Some 75 objects were found in a collector's home in Beccar, a suburb north of Buenos Aires, and authorities say they suspect they are originals that belonged to high-ranking Nazis in Germany during World War II.

“Our first investigations indicate that these are original pieces," Argentine Security Minister Patricia Bullrich told The Associated Press on Monday, saying that many pieces were accompanied by old photographs.

"This is a way to commercialize them, showing that they were used by the horror, by the Fuhrer. There are photos of him with the objects."

Argentina Nazi Artifacts
Members of the federal police carry a Nazi statue of an eagle above a Swastika at the Interpol headquarters in Buenos Aires. (Photo: AP)

Among the disturbing items were toys that Bullrich said would have been used to indoctrinate children and a statue of the Nazi Eagle above a swastika.

Police are trying to determine how the artifacts entered Argentina and came to be in the room hidden behind a library in the house, she said. The raid that found them was carried out on June 8.

The main hypothesis among investigators and member of Argentina's Jewish community is that they were brought to Argentina by a high-ranking Nazi or Nazis after World War II, when the South American country became a refuge for fleeing war criminals, including some of the best known.

As leading members of Hitler's Third Reich were put on trial for war crimes, Josef Mengele fled to Argentina and lived in Buenos Aires for a decade.
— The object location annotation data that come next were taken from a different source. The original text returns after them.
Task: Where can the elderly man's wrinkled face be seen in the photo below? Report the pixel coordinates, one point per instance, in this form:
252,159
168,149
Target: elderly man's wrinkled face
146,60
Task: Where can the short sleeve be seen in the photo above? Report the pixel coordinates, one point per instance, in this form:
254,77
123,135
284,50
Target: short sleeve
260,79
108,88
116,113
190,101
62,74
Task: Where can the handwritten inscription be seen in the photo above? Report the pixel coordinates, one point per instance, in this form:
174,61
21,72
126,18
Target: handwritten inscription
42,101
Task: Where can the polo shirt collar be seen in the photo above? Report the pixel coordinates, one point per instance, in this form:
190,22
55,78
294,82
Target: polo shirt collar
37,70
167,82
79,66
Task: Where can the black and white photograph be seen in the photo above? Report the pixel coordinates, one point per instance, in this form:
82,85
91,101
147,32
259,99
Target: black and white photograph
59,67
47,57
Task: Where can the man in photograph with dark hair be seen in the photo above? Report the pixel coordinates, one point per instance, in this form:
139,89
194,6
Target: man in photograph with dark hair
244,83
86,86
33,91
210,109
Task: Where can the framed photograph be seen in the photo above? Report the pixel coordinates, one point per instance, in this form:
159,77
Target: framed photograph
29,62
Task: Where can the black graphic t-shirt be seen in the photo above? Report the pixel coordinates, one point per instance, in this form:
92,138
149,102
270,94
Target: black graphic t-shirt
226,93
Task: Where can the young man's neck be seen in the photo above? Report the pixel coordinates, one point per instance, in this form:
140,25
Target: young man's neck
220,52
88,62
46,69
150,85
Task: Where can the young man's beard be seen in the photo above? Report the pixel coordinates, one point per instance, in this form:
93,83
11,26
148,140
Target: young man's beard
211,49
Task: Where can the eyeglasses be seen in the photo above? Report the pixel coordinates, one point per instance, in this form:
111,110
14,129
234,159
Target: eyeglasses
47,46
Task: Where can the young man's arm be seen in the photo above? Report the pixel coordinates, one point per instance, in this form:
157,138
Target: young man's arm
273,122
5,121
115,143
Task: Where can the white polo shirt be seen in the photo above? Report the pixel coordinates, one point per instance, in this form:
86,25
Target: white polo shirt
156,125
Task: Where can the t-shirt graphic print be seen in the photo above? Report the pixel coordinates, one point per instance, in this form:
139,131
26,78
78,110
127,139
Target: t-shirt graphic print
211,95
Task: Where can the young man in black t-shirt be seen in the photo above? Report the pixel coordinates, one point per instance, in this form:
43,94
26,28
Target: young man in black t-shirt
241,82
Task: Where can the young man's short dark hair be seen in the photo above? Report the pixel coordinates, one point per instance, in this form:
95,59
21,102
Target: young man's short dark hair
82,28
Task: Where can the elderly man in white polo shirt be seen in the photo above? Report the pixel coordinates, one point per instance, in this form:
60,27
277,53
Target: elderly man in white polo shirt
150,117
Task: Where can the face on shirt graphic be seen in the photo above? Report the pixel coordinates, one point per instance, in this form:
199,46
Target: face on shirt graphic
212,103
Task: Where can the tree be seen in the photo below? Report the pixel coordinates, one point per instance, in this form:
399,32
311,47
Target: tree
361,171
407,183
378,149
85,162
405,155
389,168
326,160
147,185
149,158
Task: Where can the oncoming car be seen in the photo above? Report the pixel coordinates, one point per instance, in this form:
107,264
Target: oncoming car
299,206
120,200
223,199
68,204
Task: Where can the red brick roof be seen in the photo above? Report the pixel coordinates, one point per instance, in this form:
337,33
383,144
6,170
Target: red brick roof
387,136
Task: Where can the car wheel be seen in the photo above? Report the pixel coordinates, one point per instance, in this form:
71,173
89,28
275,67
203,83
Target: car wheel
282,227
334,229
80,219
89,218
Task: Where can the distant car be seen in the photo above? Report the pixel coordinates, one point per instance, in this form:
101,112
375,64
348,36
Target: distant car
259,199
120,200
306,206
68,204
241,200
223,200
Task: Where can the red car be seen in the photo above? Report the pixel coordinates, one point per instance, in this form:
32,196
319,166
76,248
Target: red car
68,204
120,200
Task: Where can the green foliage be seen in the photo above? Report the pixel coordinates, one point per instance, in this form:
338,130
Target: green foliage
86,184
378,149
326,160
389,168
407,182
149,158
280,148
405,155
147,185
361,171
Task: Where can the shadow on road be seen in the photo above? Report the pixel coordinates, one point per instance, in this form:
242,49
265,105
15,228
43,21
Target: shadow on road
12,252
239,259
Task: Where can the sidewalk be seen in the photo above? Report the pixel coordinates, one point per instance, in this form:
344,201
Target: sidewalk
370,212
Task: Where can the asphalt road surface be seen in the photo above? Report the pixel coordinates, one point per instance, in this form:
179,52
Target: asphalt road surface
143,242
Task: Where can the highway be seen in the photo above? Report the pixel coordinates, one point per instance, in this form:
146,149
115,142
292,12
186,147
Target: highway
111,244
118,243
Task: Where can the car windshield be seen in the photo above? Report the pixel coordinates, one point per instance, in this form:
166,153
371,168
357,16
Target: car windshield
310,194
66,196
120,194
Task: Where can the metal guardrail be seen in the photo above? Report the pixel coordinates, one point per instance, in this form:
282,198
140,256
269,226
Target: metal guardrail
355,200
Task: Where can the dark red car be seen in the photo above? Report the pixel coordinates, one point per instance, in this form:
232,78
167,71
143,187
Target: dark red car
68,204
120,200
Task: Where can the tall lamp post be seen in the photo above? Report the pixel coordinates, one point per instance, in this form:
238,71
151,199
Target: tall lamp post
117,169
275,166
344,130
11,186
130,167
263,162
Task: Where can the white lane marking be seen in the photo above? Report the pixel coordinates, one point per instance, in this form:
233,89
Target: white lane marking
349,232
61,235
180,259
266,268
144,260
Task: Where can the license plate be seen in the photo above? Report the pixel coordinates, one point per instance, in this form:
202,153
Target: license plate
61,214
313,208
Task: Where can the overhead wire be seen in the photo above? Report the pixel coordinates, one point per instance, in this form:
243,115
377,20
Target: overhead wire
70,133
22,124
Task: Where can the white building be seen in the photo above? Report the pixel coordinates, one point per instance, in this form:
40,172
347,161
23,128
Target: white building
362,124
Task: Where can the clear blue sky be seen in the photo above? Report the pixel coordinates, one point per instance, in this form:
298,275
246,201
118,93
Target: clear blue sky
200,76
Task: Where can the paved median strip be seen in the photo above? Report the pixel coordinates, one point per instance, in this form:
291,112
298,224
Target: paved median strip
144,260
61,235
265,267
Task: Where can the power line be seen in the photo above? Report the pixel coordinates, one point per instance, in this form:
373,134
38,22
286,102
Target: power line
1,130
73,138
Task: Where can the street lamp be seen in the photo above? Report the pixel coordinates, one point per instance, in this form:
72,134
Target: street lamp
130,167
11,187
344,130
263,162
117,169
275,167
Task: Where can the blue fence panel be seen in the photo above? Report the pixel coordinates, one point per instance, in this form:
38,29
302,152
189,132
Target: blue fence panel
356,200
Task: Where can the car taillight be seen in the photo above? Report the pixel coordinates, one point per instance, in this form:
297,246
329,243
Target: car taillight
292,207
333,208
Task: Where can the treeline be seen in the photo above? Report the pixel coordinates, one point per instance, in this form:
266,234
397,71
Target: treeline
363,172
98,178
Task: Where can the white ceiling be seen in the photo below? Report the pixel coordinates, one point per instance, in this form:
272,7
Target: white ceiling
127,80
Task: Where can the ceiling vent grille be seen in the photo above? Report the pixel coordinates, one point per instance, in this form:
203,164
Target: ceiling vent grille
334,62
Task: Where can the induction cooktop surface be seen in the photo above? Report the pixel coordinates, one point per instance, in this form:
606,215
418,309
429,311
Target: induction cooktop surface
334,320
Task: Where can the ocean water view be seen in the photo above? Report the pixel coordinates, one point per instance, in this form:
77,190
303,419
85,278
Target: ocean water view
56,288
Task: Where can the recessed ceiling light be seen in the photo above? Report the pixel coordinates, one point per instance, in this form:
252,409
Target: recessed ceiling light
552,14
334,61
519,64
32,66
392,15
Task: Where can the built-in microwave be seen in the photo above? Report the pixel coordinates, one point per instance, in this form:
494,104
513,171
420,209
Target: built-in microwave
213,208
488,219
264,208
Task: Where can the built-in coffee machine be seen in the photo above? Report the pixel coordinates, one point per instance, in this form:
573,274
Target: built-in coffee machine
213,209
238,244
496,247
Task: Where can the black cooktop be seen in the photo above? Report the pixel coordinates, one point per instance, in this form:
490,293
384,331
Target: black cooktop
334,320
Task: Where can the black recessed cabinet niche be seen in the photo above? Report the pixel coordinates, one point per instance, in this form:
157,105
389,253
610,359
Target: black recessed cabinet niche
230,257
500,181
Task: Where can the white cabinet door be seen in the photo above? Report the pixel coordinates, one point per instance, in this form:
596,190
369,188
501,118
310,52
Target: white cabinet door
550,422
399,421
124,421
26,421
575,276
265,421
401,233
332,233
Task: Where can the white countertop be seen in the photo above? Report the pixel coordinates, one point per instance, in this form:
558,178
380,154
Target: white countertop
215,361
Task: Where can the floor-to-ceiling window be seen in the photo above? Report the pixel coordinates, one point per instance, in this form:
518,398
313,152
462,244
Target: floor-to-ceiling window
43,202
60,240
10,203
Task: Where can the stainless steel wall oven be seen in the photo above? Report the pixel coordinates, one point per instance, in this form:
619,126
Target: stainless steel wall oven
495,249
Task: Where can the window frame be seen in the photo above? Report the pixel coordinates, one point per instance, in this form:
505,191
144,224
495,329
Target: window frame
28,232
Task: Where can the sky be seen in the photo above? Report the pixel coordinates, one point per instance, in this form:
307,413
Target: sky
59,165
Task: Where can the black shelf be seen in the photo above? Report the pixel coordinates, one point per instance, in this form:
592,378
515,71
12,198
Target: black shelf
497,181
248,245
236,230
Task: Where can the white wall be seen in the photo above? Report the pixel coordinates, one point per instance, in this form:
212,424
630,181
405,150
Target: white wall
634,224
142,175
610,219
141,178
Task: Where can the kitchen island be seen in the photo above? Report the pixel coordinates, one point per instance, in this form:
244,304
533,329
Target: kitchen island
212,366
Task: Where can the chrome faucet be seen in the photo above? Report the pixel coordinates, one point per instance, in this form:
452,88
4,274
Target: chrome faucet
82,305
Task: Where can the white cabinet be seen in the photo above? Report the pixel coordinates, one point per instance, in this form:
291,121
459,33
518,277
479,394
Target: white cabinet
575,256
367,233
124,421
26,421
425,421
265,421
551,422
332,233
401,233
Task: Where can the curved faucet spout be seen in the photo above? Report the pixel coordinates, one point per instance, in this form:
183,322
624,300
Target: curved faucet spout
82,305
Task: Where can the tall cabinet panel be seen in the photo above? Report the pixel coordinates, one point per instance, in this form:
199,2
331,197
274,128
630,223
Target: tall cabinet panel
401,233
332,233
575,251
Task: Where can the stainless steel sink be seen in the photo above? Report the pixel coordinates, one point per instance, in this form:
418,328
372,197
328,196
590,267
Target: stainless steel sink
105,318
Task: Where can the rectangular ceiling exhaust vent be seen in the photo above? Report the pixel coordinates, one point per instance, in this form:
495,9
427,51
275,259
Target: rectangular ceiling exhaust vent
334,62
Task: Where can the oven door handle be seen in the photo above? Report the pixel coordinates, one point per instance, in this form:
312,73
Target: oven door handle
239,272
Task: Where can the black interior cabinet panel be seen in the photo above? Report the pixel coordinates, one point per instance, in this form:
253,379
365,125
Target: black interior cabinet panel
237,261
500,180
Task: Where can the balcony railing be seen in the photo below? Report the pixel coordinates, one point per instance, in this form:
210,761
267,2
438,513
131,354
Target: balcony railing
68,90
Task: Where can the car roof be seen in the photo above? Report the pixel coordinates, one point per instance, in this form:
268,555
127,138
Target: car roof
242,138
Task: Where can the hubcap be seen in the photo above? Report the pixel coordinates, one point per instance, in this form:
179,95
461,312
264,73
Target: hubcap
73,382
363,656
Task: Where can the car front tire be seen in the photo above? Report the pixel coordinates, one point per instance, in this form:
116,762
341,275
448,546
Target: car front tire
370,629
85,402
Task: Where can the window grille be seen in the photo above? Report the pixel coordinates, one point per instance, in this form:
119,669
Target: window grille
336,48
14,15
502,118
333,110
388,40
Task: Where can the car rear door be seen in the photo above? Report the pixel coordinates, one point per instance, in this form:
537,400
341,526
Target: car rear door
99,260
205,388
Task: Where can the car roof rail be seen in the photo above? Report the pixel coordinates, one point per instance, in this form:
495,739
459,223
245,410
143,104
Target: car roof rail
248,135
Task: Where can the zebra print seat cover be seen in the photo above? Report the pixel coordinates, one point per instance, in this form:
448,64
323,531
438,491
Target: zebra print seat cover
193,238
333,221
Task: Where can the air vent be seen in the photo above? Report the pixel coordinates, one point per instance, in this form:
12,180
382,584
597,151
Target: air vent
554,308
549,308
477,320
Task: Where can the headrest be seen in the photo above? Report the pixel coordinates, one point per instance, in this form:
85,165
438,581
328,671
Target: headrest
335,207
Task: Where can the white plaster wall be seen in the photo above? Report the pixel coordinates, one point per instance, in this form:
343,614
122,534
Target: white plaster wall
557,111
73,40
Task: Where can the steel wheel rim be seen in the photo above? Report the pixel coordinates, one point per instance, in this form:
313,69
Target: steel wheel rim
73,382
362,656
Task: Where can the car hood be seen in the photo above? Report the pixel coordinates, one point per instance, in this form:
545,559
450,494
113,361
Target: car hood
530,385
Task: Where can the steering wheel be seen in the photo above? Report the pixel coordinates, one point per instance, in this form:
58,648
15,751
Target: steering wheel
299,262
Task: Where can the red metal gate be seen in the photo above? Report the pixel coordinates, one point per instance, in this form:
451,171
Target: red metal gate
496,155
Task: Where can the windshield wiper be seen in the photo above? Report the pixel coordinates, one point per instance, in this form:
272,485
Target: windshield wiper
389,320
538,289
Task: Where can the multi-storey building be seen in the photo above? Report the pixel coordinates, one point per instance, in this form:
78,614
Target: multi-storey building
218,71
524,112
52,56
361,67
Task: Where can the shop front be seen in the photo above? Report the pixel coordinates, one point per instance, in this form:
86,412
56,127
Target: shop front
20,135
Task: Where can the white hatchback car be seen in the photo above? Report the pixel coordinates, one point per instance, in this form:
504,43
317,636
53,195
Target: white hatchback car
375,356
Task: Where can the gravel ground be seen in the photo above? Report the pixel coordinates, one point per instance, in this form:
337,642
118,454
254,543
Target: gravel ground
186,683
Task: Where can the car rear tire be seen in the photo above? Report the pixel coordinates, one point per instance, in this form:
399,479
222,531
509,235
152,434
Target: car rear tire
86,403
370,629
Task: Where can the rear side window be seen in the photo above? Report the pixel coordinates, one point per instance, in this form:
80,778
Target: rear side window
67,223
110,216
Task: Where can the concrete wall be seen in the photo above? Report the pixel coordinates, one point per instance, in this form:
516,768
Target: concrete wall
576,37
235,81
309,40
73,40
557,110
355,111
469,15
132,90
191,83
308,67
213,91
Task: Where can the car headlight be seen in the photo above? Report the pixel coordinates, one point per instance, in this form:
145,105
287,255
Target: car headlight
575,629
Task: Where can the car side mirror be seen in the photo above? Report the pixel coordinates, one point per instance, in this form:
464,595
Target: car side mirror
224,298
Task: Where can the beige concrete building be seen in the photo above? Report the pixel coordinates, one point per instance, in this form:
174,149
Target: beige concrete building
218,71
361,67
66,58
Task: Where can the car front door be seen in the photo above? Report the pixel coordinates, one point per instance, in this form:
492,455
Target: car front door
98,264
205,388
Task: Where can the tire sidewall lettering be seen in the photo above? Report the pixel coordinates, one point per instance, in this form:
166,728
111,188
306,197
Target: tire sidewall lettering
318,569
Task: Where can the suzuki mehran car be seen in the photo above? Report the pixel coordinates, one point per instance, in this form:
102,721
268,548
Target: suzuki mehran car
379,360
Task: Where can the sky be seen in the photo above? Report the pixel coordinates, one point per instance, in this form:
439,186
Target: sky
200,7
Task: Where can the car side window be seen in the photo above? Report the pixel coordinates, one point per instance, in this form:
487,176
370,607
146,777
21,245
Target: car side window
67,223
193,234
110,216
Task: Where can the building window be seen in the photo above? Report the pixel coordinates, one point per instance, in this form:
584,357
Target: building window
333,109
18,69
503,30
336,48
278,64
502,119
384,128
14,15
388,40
He moved to Paraguay after Israeli Mossad agents captured Holocaust mastermind Adolf Eichmann, who was also living in Buenos Aires. Mengele later died in Brazil in 1979 while swimming in a beach in the town of Bertioga.

While police in Argentina did not name any high-ranking Nazis to whom the objects might have originally belonged, Bullrich noted there were medical devices.

"There are objects to measure heads that was the logic of the Aryan race," she said.